Demand planning is a process in supply chain management that helps companies to plan future demand for a product or service and execute an operational strategy to successfully adjust the output accordingly, balancing sufficient inventory levels with customer demand without having a surplus.
Demand forecasting is a vital part of production planning, usually impacting strategic, long-term decisions that affect budgeting, financial planning, capacity planning, sales and marketing, and capital expenditure.
Effective demand planning often requires demand forecasting methods to predict demand trends accurately, bringing added benefits, such as increased efficiency and customer satisfaction.
Demand planning requires sales and consumer trends analysis, seasonal data, statistical forecasts, demand history, and the use of effective statistical models. Demand management works through several functions integrated into supply and demand processes, including demand planning, supply planning, sales, and marketing.
Demand planning is the cornerstone for effective supply chain management, assisting companies in driving efficiency by improving the management and allocation of inventory space.
Demand planning can help businesses avoid the risk of overstocking — such as increased inventory carrying costs and financial conditions that require discounts or other temporary measures to prevent overstocking by selling stock as quickly as possible.
Effective demand planning increases profit and customer satisfaction by helping businesses balance sufficient inventory levels and customer demand.
Excess inventory locks up working capital, adds inventory carrying costs, and increases the risk of inventory obsoletion.
Poor planning can result in supply chain disruptions that lead to backorders, stockouts, or costly materials, leading to delays and unhappy customers.
Internal Trends - Relevant Internal Data
Different events and promotions usually substantially affect the future demand for products. IF products are promoted, there will probably be an increase in sales. That increase in sales must be a part of your prediction, or you will not buy enough to meet this increased demand. It is also essential to build a sound forecast in cases as launching new products. Holidays and calendar events USUALLY also strongly affect sales and marketing.
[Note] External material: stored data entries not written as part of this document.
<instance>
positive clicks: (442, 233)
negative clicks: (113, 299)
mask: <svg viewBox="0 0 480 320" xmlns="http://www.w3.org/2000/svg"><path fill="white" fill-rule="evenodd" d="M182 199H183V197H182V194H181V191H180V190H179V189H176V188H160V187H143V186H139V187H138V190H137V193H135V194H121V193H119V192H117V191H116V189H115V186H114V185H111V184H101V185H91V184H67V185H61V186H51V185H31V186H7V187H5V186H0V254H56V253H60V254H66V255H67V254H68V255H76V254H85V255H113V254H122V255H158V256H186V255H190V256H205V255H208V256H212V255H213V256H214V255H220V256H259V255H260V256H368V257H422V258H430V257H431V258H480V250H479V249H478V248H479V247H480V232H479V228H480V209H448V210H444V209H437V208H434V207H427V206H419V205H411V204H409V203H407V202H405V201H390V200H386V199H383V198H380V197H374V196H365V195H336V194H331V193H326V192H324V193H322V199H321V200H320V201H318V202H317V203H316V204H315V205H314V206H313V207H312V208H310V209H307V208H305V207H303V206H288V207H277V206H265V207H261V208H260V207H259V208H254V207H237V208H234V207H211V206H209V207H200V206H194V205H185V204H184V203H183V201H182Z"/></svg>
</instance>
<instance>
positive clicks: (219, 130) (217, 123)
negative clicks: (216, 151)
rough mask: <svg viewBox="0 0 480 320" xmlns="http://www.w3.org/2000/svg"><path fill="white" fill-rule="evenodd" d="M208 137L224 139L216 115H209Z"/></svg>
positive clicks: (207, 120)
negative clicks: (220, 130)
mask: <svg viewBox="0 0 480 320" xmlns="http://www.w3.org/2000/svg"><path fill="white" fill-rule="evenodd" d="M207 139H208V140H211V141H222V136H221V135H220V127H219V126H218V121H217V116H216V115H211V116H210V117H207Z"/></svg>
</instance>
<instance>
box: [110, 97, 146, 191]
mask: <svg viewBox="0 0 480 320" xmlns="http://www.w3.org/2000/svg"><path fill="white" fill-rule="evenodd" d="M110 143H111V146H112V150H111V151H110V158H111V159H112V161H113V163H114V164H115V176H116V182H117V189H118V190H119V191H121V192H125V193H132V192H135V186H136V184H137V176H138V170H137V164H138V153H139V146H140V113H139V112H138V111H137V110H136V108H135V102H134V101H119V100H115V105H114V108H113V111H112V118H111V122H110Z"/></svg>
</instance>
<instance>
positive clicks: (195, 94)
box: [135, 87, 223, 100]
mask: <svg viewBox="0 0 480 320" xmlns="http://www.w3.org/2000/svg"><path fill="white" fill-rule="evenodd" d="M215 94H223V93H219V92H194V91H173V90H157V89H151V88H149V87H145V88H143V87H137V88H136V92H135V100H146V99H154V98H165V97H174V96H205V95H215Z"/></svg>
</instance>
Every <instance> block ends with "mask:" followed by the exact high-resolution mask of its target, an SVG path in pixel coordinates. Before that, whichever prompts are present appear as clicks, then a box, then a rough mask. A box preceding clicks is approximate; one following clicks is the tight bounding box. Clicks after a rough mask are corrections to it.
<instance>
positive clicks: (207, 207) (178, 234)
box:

Past sales can often be used to forecast future performance. Therefore, it is imperative to maintain product data regularly. (including inventory, stockouts, seasonality, sales, and customer demand). Statistical forecast, historical sales, inventory, and demand data are good indications of future performance.
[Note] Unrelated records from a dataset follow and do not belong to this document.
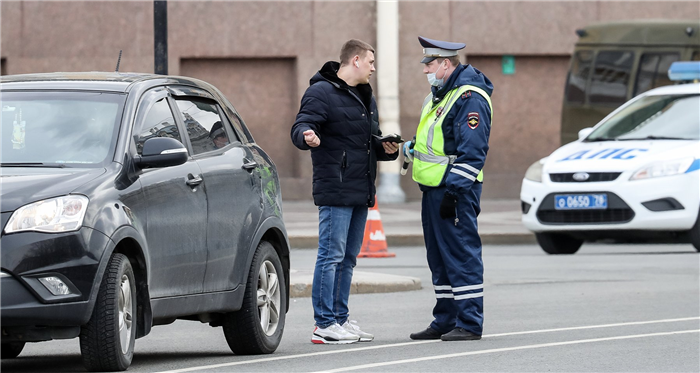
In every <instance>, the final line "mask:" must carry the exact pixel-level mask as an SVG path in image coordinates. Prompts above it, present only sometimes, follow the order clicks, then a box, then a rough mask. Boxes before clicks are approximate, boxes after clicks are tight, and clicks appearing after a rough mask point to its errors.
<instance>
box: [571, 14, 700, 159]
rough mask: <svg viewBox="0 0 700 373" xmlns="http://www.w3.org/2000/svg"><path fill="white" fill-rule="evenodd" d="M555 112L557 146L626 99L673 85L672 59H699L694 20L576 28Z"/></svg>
mask: <svg viewBox="0 0 700 373" xmlns="http://www.w3.org/2000/svg"><path fill="white" fill-rule="evenodd" d="M576 33H577V34H578V35H579V40H578V42H577V43H576V46H575V49H574V54H573V55H572V57H571V65H570V69H569V75H568V78H567V80H566V88H565V92H564V105H563V108H562V114H561V144H562V145H563V144H566V143H569V142H572V141H574V140H576V139H577V138H578V131H579V130H581V129H582V128H585V127H592V126H594V125H595V124H596V123H598V122H599V121H600V120H601V119H603V118H604V117H605V116H606V115H608V114H610V112H612V111H613V110H615V109H616V108H617V107H618V106H620V105H622V104H623V103H625V102H626V101H627V100H629V99H630V98H632V97H634V96H636V95H638V94H640V93H642V92H645V91H648V90H650V89H652V88H656V87H660V86H663V85H669V84H673V83H674V82H672V81H670V80H669V79H668V68H669V67H670V66H671V63H673V62H675V61H699V60H700V20H690V21H669V20H638V21H624V22H606V23H597V24H593V25H590V26H588V27H586V28H584V29H582V30H577V31H576Z"/></svg>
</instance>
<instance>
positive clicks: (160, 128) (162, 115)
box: [136, 98, 182, 154]
mask: <svg viewBox="0 0 700 373" xmlns="http://www.w3.org/2000/svg"><path fill="white" fill-rule="evenodd" d="M151 137H170V138H173V139H175V140H177V141H179V142H182V137H181V136H180V131H179V130H178V129H177V125H176V124H175V120H174V119H173V113H172V111H170V105H168V101H167V100H166V99H165V98H161V99H160V100H158V102H156V103H155V104H154V105H153V106H152V107H151V109H150V110H149V111H148V114H146V119H144V121H143V125H142V126H141V133H140V134H139V137H138V141H137V142H136V150H137V151H138V153H139V154H141V152H142V151H143V143H144V142H145V141H146V140H148V139H150V138H151Z"/></svg>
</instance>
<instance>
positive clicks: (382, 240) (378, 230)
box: [357, 199, 396, 258]
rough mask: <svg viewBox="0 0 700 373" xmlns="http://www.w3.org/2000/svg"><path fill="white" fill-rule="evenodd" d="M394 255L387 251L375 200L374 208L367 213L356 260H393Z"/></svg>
mask: <svg viewBox="0 0 700 373" xmlns="http://www.w3.org/2000/svg"><path fill="white" fill-rule="evenodd" d="M395 256H396V254H394V253H390V252H389V251H387V246H386V236H385V235H384V227H382V219H381V216H379V203H378V202H377V200H376V199H375V201H374V207H372V208H370V209H369V211H368V212H367V223H366V224H365V237H364V239H363V240H362V249H361V250H360V254H358V255H357V257H358V258H393V257H395Z"/></svg>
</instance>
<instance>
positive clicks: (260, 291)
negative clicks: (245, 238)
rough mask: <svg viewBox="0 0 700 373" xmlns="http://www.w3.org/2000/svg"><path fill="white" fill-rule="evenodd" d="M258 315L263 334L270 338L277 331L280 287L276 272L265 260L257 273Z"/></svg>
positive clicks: (268, 261) (271, 265)
mask: <svg viewBox="0 0 700 373" xmlns="http://www.w3.org/2000/svg"><path fill="white" fill-rule="evenodd" d="M257 296H258V302H257V304H258V315H259V316H260V326H261V327H262V330H263V332H264V333H265V334H266V335H268V336H271V335H273V334H274V333H275V331H276V330H277V325H278V324H279V315H280V314H279V310H280V287H279V278H278V277H277V270H275V266H274V265H272V262H270V261H269V260H266V261H265V262H264V263H263V264H262V265H261V266H260V271H259V272H258V292H257Z"/></svg>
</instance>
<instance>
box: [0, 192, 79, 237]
mask: <svg viewBox="0 0 700 373" xmlns="http://www.w3.org/2000/svg"><path fill="white" fill-rule="evenodd" d="M87 205H88V198H87V197H85V196H79V195H69V196H63V197H56V198H50V199H45V200H43V201H38V202H34V203H32V204H29V205H26V206H22V207H20V208H19V209H17V211H15V212H14V213H13V214H12V216H11V217H10V220H9V221H8V222H7V225H6V226H5V233H16V232H22V231H36V232H46V233H58V232H69V231H75V230H78V229H79V228H80V227H81V226H82V225H83V217H85V211H86V210H87Z"/></svg>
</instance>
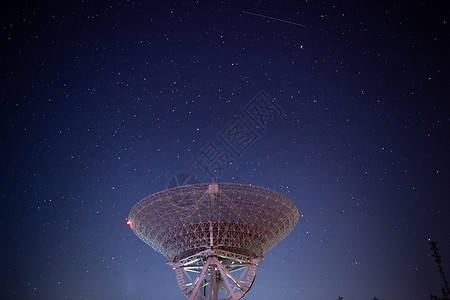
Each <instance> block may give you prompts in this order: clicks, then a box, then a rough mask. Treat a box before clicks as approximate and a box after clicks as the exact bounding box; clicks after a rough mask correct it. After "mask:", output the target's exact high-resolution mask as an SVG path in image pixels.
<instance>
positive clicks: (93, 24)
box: [0, 0, 450, 300]
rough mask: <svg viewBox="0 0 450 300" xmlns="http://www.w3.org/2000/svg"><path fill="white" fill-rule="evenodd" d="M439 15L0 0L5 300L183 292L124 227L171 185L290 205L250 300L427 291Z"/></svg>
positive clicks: (447, 176)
Continual performance review and adjustment against sales forecasts, inventory turn, fill rates, order fulfillment lead times, or cost of goods sold (COGS).
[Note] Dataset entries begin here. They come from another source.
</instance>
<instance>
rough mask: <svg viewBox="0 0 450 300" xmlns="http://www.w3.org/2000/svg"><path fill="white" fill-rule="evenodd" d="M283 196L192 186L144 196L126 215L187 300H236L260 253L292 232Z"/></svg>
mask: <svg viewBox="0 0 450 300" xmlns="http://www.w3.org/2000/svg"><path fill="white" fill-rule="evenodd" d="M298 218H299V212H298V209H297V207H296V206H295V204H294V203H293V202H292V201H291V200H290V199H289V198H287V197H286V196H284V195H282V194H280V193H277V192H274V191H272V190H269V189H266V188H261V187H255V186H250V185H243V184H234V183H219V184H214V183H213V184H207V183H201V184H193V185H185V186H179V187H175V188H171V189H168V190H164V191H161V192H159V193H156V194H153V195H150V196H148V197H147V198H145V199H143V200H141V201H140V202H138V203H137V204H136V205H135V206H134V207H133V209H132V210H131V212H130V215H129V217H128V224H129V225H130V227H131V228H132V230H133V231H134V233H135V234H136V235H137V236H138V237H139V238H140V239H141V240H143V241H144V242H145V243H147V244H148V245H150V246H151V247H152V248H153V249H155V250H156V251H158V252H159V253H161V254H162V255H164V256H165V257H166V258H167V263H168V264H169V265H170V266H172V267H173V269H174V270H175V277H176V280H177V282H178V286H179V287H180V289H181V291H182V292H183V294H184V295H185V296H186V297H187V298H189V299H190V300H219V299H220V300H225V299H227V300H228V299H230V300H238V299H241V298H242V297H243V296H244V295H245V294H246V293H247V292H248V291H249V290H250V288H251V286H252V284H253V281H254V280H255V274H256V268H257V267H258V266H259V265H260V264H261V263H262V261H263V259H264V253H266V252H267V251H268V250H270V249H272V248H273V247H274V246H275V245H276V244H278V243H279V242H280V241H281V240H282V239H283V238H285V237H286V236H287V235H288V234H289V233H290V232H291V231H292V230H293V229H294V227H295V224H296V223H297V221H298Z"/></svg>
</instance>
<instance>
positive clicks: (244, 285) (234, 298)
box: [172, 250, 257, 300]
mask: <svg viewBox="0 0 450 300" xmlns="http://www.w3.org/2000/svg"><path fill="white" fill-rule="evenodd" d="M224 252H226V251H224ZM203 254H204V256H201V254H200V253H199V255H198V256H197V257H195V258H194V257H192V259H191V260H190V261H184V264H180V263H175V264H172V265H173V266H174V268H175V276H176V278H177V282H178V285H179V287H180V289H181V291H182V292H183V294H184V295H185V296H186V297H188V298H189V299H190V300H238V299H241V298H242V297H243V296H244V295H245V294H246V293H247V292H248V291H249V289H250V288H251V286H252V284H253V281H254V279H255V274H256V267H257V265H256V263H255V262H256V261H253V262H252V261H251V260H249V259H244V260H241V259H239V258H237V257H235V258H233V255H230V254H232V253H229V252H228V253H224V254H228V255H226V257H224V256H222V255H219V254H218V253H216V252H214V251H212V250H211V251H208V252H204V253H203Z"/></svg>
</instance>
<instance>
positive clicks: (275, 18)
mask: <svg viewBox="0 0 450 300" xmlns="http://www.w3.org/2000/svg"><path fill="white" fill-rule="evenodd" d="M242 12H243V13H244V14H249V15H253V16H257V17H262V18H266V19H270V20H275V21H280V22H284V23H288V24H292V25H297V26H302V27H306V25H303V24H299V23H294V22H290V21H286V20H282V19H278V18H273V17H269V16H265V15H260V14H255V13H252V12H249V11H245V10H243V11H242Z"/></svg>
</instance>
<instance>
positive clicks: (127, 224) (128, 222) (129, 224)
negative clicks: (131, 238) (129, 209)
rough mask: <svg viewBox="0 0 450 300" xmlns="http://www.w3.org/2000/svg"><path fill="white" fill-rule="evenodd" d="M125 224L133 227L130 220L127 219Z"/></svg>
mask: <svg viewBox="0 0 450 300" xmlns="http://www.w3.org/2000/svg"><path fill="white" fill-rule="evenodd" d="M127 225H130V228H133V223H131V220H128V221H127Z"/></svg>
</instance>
The increasing use of IoT sensors and exponential advances in machine learning, together with the availability of Cloud-based software and the growing functionality of mobile devices, enhance the ability of demand planners to share real-time data and quickly react to changes in supply and demand.
The growing sophistication of demand forecasting and the global aim toward entirely digitized business processes gradually connects more supply chain stakeholders, providing finer-tuned control over the goods' movement supporting demand-driven supply chain management.
ERP software provides demand planners, forecasters, and S&OP experts with supply chain management solutions that help them prepare for future customer demand. ERP allows companies to predict their customers' long-term needs and better prepare for upcoming orders by ensuring that the inventory is in stock when needed. It integrates machine learning software to increase predictions by analyzing historical data.
ERP enables coordination between various business units, making the management and tracking of product specifications, costs, suppliers, workflows, deadlines, and sales more easily streamlined.
Enterprise Resource Planning helps logistics departments quickly collect and summarize data about products and customers, process it, and generate demand forecasts.